Here's a link (https://deors.wordpress.com/2011/10/08/annotation-processors/).
Despite usually it's used in combination with annotations, this is not a strict requirement.
I'm now reading a Spring book written in Korean language and my English is bad. Please understand it.
In the book, it says Spring's AOP initiates class using Dynamic proxy if it uses Interface and it uses CGLIB to initiate class in case of not using Interface.
I don't clearly understand what it means. could you help me understand its deep meaning.
I don't know this question is silly or not. but I'm just curious THX.
A proxy is essentially a mediator between a client and an object such that it implements the object's non-final methods. Proxying an interface is relatively straightforward since an interface is simply a list of methods which need to be implemented, facilitating the interception of method invocations.
The Proxy class in Java is a class that implements a list of interfaces which are specified at runtime.
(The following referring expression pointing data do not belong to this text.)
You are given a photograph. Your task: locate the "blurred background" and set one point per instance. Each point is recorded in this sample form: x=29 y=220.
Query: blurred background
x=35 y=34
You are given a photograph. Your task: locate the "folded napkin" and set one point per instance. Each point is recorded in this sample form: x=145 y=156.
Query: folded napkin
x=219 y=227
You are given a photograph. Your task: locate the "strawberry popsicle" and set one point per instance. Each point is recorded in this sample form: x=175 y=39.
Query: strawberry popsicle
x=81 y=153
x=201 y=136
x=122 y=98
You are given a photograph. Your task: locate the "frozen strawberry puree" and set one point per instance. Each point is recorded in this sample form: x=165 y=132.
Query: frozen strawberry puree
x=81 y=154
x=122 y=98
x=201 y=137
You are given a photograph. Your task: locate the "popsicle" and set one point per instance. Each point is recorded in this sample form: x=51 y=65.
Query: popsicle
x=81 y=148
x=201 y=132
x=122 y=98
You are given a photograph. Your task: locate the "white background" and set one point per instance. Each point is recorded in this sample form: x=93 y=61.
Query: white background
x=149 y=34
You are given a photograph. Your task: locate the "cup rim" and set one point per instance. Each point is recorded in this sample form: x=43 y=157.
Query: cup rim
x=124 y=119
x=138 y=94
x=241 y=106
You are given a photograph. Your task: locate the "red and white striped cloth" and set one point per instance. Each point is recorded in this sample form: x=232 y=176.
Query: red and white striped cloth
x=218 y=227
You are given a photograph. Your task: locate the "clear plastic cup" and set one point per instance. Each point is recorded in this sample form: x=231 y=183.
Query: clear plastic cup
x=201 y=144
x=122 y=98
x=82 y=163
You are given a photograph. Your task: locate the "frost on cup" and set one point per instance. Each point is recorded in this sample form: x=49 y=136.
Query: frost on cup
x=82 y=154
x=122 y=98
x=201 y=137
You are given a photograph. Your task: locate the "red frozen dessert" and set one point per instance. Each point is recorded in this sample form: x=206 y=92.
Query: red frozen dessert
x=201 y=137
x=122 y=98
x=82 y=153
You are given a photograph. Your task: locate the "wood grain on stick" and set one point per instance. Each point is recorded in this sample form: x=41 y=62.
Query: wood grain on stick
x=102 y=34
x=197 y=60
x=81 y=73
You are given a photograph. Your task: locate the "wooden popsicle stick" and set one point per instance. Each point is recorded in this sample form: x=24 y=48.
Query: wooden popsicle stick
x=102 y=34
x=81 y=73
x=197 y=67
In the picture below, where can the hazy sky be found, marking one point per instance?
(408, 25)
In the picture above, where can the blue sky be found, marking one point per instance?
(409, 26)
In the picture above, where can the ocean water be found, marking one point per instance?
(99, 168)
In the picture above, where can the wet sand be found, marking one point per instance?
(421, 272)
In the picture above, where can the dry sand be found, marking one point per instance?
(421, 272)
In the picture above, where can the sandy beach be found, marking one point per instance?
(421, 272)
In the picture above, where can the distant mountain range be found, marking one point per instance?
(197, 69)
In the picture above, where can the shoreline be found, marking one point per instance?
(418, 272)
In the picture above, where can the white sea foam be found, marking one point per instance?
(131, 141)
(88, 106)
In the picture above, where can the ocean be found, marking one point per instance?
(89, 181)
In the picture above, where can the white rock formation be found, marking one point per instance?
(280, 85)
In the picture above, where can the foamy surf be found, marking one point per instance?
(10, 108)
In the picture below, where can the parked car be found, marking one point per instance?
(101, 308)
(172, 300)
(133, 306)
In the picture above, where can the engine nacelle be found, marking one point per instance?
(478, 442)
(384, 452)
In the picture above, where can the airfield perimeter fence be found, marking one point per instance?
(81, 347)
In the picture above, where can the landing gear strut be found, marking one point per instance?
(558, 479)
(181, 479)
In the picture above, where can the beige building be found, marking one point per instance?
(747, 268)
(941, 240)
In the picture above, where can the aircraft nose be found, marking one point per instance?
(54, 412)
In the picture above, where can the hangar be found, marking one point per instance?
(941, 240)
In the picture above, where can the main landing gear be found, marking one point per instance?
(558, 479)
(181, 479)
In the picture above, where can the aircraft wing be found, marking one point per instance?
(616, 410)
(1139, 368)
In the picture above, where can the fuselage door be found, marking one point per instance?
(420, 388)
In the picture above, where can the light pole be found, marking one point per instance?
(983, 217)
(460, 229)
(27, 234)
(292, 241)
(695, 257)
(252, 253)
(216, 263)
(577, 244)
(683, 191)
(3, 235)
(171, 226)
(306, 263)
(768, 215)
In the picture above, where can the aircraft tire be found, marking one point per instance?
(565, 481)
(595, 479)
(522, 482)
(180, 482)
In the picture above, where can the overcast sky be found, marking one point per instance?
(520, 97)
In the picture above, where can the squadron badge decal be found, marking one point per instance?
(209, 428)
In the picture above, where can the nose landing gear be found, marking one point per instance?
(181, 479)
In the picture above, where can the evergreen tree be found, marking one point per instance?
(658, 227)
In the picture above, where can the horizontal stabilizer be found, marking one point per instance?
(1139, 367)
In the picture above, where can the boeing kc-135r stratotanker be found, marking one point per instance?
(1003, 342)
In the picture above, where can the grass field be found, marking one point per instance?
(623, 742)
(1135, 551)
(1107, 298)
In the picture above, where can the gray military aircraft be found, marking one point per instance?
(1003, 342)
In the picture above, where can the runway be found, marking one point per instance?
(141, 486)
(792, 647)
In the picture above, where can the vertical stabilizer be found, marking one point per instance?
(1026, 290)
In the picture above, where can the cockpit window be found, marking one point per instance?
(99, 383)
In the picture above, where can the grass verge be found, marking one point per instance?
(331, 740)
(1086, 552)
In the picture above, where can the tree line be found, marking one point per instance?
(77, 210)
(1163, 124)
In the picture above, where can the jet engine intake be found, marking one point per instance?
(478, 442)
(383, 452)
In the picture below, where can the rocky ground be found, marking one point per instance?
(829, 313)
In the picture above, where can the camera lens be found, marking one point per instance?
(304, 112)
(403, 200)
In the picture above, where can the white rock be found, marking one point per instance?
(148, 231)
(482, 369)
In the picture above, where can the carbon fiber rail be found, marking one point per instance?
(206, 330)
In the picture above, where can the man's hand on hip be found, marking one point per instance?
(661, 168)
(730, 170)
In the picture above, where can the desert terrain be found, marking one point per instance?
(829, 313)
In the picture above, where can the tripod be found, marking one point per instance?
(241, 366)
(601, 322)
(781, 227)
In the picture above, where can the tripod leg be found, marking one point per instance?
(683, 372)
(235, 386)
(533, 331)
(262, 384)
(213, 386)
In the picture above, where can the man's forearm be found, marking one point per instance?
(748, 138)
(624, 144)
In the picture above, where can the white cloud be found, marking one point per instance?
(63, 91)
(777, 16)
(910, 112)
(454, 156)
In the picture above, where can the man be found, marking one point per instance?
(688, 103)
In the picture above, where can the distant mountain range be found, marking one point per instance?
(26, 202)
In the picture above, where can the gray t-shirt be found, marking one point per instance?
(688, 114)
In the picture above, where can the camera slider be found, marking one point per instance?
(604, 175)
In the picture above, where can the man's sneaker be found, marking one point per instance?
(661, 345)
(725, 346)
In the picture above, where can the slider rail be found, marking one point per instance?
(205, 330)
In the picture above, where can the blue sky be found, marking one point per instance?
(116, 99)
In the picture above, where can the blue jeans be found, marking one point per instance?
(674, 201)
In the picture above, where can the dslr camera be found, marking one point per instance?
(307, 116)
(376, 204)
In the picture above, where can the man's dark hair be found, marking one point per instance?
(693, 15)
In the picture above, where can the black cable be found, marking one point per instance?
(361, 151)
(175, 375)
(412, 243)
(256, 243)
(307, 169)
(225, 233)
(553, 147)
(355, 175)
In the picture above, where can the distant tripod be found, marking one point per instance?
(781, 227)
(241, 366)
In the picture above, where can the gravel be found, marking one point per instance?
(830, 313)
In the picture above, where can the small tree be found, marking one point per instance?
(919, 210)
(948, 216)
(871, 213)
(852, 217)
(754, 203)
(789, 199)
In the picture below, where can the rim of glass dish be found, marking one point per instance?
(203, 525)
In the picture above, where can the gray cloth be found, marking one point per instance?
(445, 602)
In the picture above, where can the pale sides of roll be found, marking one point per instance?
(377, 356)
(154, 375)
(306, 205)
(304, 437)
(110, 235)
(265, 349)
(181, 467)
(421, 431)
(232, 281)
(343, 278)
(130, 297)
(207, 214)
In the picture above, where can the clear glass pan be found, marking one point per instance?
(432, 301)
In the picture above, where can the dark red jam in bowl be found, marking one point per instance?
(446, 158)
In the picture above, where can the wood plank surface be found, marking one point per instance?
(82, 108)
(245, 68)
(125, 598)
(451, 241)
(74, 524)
A proxy then has an InvocationHandler associated with it, which delegates method calls made on the proxy to the object being proxied. It acts as a level of indirection such that methods are not invoked on the object itself but rather on its proxy. The InvocationHandler has but a single method which needs to be implemented:
public Object invoke(Object proxy, Method method, Object[] args)
Meanwhile, the client invoking the method can't tell the difference between a proxy and its underlying object representation, nor should it care.
Proxying a class dynamically, as opposed to an interface, is not quite as simple. While Java's Proxy is merely a runtime implementation of an interface or set of interfaces, objects do not have to implement an interface. Therefore, proxying classes requires bytecode generation, which is where libraries such as cglib come into play. cglib provides support for proxying classes because it can dynamically generate bytecode (i.e. class files), meaning it can extend classes at runtime in a way that Java's Proxy can implement an interface at runtime.
There are many uses of proxies. One such use is in lazy loading. Lazy loading allows objects in an object graph to be loaded only when they are needed. Rather than loading them all into memory immediately, which could be expensive and resource-intensive, we can load them on-the-fly when we need to access them, such as iterating over a collection of objects. Instead of loading the entire collection, we simply load a small set at a time. This can be achieved with proxies. The proxy represents the lazily-loaded object. The object itself, which might be loaded from a database, is not loaded until a method is invoked on its proxy. The proxy, which intercepts the method invocation, will then load the object into memory and delegate the method invocation to it.
Here is an example of a lazy-loading implementation:
public abstract class LazilyLoadedObject implements InvocationHandler {
private Object target;
#Override
public Object invoke(Object proxy, Method method, Object[] args) throws Throwable {
if (target == null) {
target = loadObject();
}
return method.invoke(target, args);
}
/**
* Loads the proxied object. This might be an expensive operation
* or loading lots of objects could consume a lot of memory, so
* we only load the object when it's needed.
*/
protected abstract Object loadObject();
}
The above InvocationHandler would be passed to a proxy so that methods invoked on the proxy would be handled by the InvocationHandler. The handler checks to see if the object has been loaded. If it hasn't, it will call loadObject(), which could be some sort of database query that retrieves the object.
Proxies are very powerful because they allow for the interception of method invocations. Such is the case in AOP.
Java Dynamic Proxy is a reflective element of the Java language that allows a user to create a proxy of an interface at runtime. Being a part of the reflection package, it is a part of Java and it ships with the JRE/JDK.
CGLIB is a code generation library which has the capability to extend Java classes at runtime. Because of this, Spring utilizes this functionality to proxy non-interfaces for its AOP library.